AMPID DIVULGA NOTA PÚBLICA CONTRA O PROJETO DE LEI N° 1.052/2020 QUE ALTERA A LEI DE RESERVA DE CARGOS (COTA)

NOTA PÚBLICA

A Associação Nacional dos Membros do Ministério Público de Defesa dos Direitos das Pessoas com Deficiência e Idosos – AMPID vem a público se posicionar contra o projeto de lei n° 1.052/2020 que altera o artigo 93 da Lei nº 8.213, de 24 de julho de 1991, para permitir a contratação de pais de menores com deficiência, assim como de seus responsáveis legais, quando não houver, no município da prestação dos serviços, pessoas com deficiência habilitadas para a admissão nos moldes do referido dispositivo legal.

Senador VANDERLAN CARDOSO (PSD/GO) parte de justificativas equivocadas de que a ação afirmativa da reserva de postos de trabalho é “obrigação impossível” de ser cumprida, não sendo culpa do empresário a inexistência de pessoa com deficiência habilitada, sendo que para garantir a sua proteção e criar meios financeiros para a sua subsistência, facilita-se a entrada no mercado de trabalho para os “pais e responsáveis legais por menores com deficiência”, e propõe:

Art. 1º O art. 93 da Lei nº 8.213, de 24 de julho de 1991, passa a vigorar acrescido dos seguintes §§ 5º e 6º:

“Art. 93. […]

  • 5º Inexistindo no município da prestação dos serviços, pessoas com deficiência habilitadas, a obrigação prevista no caput poderá ser substituída pela contratação dos genitores de menores com deficiência, assim como de seus responsáveis legais.
  • 6º A contratação prevista no § 5º observará o disposto nos incisos I a IV do caput deste artigo.”

 

No próximo dia 24/julho a ação afirmativa de reserva de vagas, a cota, completará 30 anos de existência e de muita luta para a sua manutenção. O artigo 93 da Lei nº 8.213, de 24 de julho de 1991 merece permanecer inalterado, se não for para melhorar e conquistar novos direitos!

O princípio geral da Convenção sobre os Direitos das Pessoas com Deficiência (CDPD) (Decreto nº 6.049/2009) afirma que todas as pessoas com deficiência têm o direito de trabalhar em igualdade de oportunidade e condições com as demais pessoas (artigo 3º, letra e) para um trabalho (vaga, cargo, atividade, ofício, função) de sua livre escolha e aceito no mercado laboral, em ambiente de trabalho que seja aberto, inclusivo e acessível a pessoas com deficiência (artigo 27).

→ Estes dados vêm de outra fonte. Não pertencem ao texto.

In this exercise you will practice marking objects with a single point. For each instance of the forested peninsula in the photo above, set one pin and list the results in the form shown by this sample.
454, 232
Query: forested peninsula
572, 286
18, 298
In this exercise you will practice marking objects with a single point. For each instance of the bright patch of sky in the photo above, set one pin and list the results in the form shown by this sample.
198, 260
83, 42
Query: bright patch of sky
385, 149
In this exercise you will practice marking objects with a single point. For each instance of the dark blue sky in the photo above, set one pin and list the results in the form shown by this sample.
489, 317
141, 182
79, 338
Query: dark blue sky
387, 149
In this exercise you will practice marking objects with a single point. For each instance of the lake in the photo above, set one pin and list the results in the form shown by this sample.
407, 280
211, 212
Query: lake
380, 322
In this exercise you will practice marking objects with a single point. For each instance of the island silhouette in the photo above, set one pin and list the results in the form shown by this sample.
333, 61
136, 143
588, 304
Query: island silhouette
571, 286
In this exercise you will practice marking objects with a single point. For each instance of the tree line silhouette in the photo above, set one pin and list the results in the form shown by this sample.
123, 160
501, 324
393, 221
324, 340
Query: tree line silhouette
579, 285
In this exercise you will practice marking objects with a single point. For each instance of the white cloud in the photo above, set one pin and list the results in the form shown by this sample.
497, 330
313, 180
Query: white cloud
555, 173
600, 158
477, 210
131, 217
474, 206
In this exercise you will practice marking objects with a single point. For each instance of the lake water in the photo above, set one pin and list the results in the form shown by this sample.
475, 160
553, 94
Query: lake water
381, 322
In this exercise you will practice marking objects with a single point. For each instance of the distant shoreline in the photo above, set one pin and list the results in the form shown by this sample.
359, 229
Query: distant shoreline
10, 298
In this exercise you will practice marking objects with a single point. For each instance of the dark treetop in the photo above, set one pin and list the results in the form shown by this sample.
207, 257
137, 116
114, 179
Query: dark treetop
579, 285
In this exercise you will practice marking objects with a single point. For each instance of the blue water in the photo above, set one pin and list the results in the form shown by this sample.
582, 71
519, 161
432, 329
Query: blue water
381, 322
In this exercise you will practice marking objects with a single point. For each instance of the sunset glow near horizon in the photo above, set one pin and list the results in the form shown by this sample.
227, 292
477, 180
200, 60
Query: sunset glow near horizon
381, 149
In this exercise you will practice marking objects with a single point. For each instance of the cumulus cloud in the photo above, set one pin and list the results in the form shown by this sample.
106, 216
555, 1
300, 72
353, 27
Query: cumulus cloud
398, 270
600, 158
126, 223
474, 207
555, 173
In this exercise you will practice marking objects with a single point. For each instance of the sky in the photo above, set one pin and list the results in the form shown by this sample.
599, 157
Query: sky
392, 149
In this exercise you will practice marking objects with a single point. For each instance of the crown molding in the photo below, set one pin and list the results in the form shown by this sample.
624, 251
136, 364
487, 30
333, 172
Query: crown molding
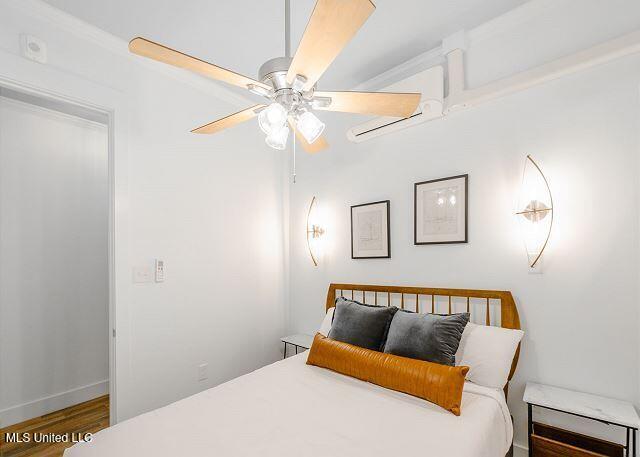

A Lei Brasileira de Inclusão da Pessoa com Deficiência, por sua vez, dirigida a todas as pessoas com deficiência e repete o comando da norma convencional, afirmando que a habilitação profissional e a reabilitação profissional pode ocorrer em empresas por meio de previa formalização do contrato de emprego da pessoa com deficiência, que será considerada para o cumprimento da reserva de vagas prevista em lei (artigo 36, parágrafo 6º da Lei nº 13.146/2015).

Portanto, a reserva de vaga em empresas com cem ou mais empregados (artigo 93 da Lei nº 8.213/1991) se destina a pessoas com deficiência. Sendo assim, além de ter natureza de ordem pública, é de direito personalíssimo.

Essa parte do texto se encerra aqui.